A law about livestock damage. Matthew 27:9 connects it to Judas — who betrayed Jesus for thirty silver pieces, threw the money into the temple, and the priests bought a potter’s field. We tested eight words from the Judas narrative. Seven were found — the strongest statistical clustering of all four examples (p = 0.079):
Kiss. Innocent. Bribe. Prophet. Potter. Blood. Betray. Every element of the Judas story — in the letter spacing of a law about what happens when an ox hurts a slave. Written over a thousand years before the event.
“The scepter shall not depart from Judah, nor the ruler’s staff from between his feet, until he comes to whom it belongs.”
Jacob’s deathbed blessing over Judah. Both Jewish and Christian tradition read it as messianic. We tested eight words. All eight were found:
Eight for eight. King. Messiah. Priest. David. Throne. Redeem. Forever. Yeshua.
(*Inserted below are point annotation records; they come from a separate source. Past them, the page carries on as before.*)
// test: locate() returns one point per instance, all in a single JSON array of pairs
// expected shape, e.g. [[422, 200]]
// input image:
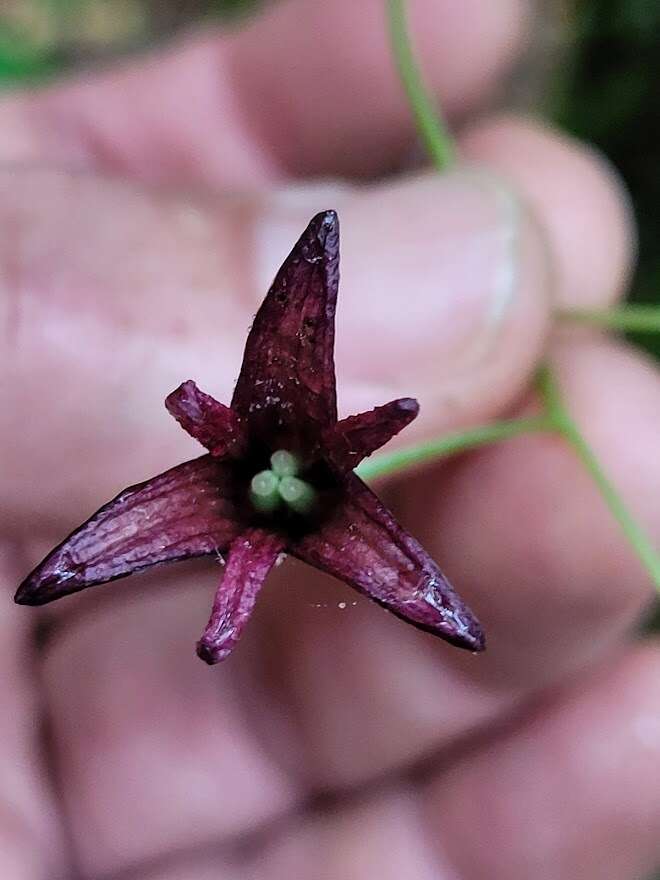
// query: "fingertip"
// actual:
[[578, 198]]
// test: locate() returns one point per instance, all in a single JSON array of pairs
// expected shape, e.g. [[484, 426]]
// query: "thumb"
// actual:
[[113, 295]]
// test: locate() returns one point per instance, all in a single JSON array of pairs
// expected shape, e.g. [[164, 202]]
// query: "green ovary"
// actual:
[[269, 489]]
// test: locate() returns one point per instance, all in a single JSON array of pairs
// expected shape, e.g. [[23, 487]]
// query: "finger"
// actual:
[[113, 296], [572, 188], [571, 794], [156, 753], [32, 843], [525, 538], [307, 88]]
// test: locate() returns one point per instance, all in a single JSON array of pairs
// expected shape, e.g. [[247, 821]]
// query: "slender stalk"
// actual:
[[632, 318], [564, 424], [401, 459], [439, 144], [430, 125]]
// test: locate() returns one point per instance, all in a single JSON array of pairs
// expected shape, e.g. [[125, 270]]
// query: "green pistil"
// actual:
[[269, 488], [298, 494], [284, 464], [264, 491]]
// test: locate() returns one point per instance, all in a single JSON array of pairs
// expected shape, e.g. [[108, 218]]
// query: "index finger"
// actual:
[[308, 88]]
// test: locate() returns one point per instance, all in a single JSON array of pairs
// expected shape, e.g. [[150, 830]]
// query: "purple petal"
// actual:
[[251, 557], [364, 546], [215, 425], [186, 511], [287, 380], [350, 440]]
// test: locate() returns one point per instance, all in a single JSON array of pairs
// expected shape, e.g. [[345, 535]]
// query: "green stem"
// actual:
[[632, 318], [564, 424], [401, 459], [430, 125], [439, 144]]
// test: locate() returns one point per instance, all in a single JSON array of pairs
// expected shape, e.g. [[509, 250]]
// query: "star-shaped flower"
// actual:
[[278, 478]]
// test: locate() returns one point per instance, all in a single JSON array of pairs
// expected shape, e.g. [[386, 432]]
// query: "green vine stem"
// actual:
[[561, 421], [628, 318], [450, 444], [430, 125], [555, 416]]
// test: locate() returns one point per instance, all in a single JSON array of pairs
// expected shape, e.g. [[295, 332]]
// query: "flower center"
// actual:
[[280, 485]]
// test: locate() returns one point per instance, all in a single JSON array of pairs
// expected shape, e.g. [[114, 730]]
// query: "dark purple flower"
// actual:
[[278, 478]]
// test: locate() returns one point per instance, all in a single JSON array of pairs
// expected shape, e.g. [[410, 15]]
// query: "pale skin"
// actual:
[[143, 214]]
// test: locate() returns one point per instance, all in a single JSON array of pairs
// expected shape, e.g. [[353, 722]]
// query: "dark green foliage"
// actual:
[[611, 97]]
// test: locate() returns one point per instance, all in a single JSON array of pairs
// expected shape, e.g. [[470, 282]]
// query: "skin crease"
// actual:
[[538, 759]]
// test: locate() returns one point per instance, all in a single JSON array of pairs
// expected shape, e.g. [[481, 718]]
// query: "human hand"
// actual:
[[144, 214]]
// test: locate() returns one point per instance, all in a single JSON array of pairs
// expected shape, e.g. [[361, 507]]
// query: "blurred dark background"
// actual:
[[592, 68]]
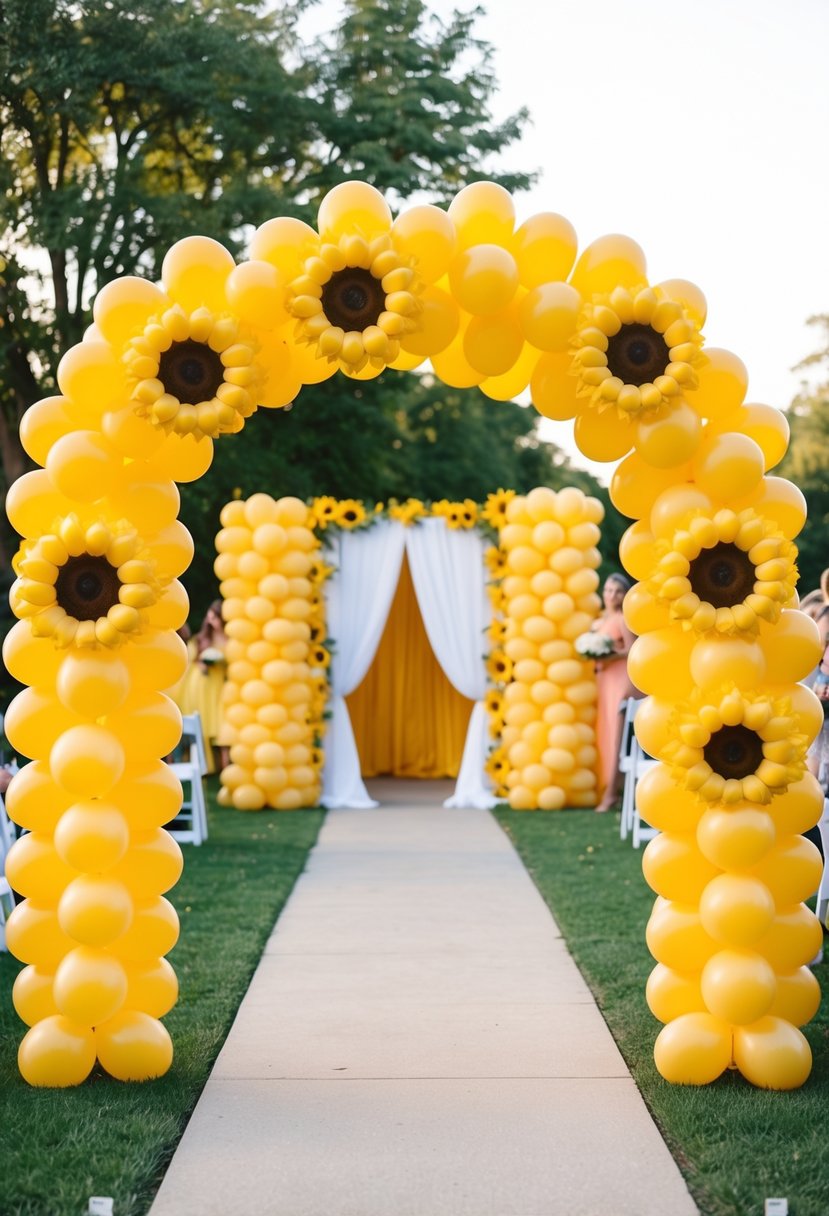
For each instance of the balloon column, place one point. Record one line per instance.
(165, 369)
(266, 555)
(547, 755)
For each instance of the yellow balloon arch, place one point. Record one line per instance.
(167, 369)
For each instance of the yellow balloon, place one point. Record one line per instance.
(777, 500)
(33, 996)
(728, 466)
(798, 996)
(635, 485)
(603, 437)
(133, 1046)
(438, 324)
(492, 344)
(722, 381)
(427, 235)
(90, 985)
(694, 1048)
(123, 307)
(669, 438)
(43, 424)
(34, 800)
(88, 760)
(675, 868)
(720, 660)
(83, 466)
(195, 272)
(737, 838)
(481, 213)
(484, 279)
(738, 985)
(56, 1053)
(672, 994)
(92, 377)
(791, 870)
(772, 1054)
(257, 293)
(659, 663)
(92, 685)
(550, 314)
(737, 910)
(152, 988)
(353, 207)
(95, 910)
(553, 388)
(607, 263)
(791, 648)
(35, 870)
(545, 248)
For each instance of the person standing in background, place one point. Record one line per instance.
(614, 685)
The name David — who would descend from Judah a thousand years later — appears on the verse grid, five letters from center.
The blind scan found crucifixion vocabulary in a criminal execution law — with zero input. The verification scans found thematic clusters in four different verses, from four different books, each tighter than 1,000 random controls.
The tool does not know which verses are theologically significant. It was not told. It measured. The verses that carry theological weight produced signal. The ones that don’t, produce noise.
Darash does not tell you what to believe. It tells you what is in the text.